La place des femmes dans l’Histoire a toujours été problématique. Minorité à protéger, promouvoir et garder à « sa » place, cette manière de considérer plus de la moitié de l’humanité reste encore très à la mode. La première guerre
mondiale en leur faisant une place forcée au cœur du système a ouvert une brèche que les hommes ont longtemps tenté de refermer à toutes forces sans y parvenir. Les femmes étaient dans la place, il leur fallait désormais conquérir leur identité. Si cette quête s’est parfois faite au détriment de leur équilibre, le malaise était surtout celui d’une société hypocrite et cruelle. Dans ce roman tiré d’un fait divers qui se déroula dans la très puritaine Angleterre de l’après première guerre mondiale, Hédi Kaddour nous offre une histoire bien étrange qui n’aurait pas déplu à Agatha Christie.
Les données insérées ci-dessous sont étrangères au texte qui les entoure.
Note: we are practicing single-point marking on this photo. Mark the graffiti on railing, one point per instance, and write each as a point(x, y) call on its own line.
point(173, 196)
En 1930, un sémillant journaliste et une non moins sémillante chanteuse classique assiste au défilé du British Fascist mouvement. A cette occasion ils font la connaissance du représentant officiel du mouvement, un certain Colonel Strether, héros de la bataille de Mons et profondément attaché aux valeurs traditionnelles de l’Empire. Après quelques mouvements de mauvaise humeur dus à l’origine française du journaliste et séduit par la beauté de la chanteuse, notre colonel décide de se prêter aux jeux de l’interview pour promouvoir les valeurs du mouvement fasciste anglais, et plus largement le retour à l’ordre pour faire face aux hordes rouges massées aux portes orientales de la civilisation.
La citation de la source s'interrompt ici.